Ces premières phrases m’illuminèrent : je compris que Nessu répondrait franchement et précisément à toutes mes questions, et donc que tout détour était superflu.

– Nessu, comment expliquez-vous que vous vidiez 4 fois plus de poissons que vos collègues ?
– Je travaille ma découpe tous les jours.
– Mais eux aussi…
– Non, eux travaillent à la découpe, pas à leur découpe.
– J’ai pris des photos de vous au travail (il sourit) et je les ai étudiées (là, il se moquait franchement de moi), pourquoi ne vous voit-on jamais avec votre couteau à la main ?
– Parce que, quand j’ai fini de vider mon poisson, je rengaine mon couteau et je nettoie l’espace devant moi.
– à chaque poisson ?
– à chaque poisson. Et tous les dix poissons, j’aiguise mon couteau.

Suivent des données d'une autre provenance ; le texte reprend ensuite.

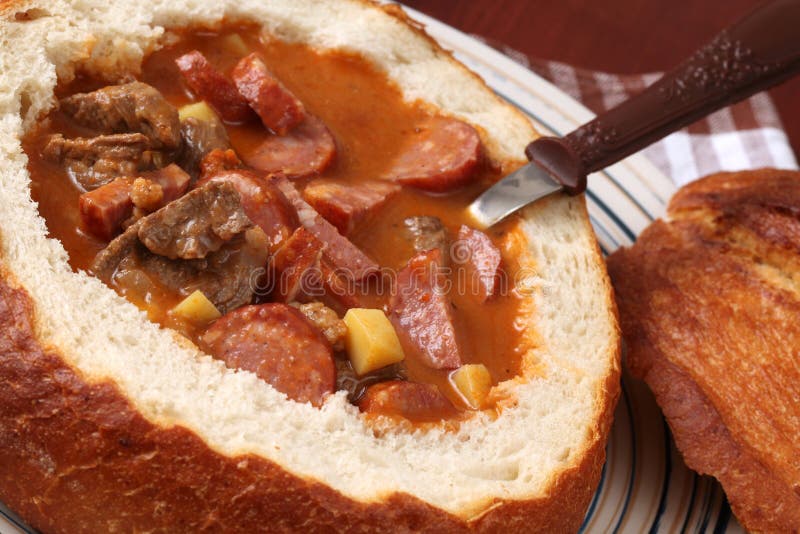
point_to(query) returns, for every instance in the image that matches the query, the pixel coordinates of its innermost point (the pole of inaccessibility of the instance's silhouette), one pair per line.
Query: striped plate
(645, 486)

Il était inutile pour moi de louer une caméra et de filmer Nessu à 24 images par seconde : j’étais sûr qu’il me disait la vérité. De surcroît, j’aurai du mal à faire passer l’impression que j’avais, mais en substance, je sentais qu’il ne se vantait pas de ses performances : il n’en avait jamais parlé à personne, car personne ne lui avait jamais posé ces questions. Et après moi, il redeviendrait taciturne. Et si je n’avais pas regardé les rapports de productivité des brigades d’une conserverie sicilienne, je n’aurais jamais remarqué, ou connu, Nessu.